Can you hear the chanting chorus yet? In 1976, The Omen terrified theaters full of innocent, God-fearing Americans nationwide. A year later, the film took home a well deserved Academy Award for its haunting original score—because composer Jerry Goldsmith never comes to play.
Director Richard Donner was wise to bring in Goldsmith to create The Omen’s signature sound, even in spite of the film’s meager budget. The Planet of the Apes composer was coming off a hot streak at the time, having scored Papillion, Chinatown, and The Wind and the Lion in the three preceding years (1973 through 1975).
At the same time, 17 Oscar nominations and no wins seem to have taken a toll on Goldsmith, who reportedly planned to skip 1977’s ceremony for fear he couldn’t handle any further rejection.

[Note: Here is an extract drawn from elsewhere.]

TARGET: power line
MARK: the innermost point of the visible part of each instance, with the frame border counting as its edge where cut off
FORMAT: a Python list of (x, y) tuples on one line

The Omen producers Mace Neufield and Harvey Bernhard persuaded him to go anyway, convinced that this would be the nomination he would finally win.
Goldsmith is said to have smoked three cigarettes at a time that night, but his nerves were unfounded. Not only did The Omen take home the gold statuette that night; it also remains one of the most instantly recognizable scores in Hollywood history. Goldsmith would go on to score more classics, including Alien (1979) and Poltergeist (1982), before his death from cancer in 2004.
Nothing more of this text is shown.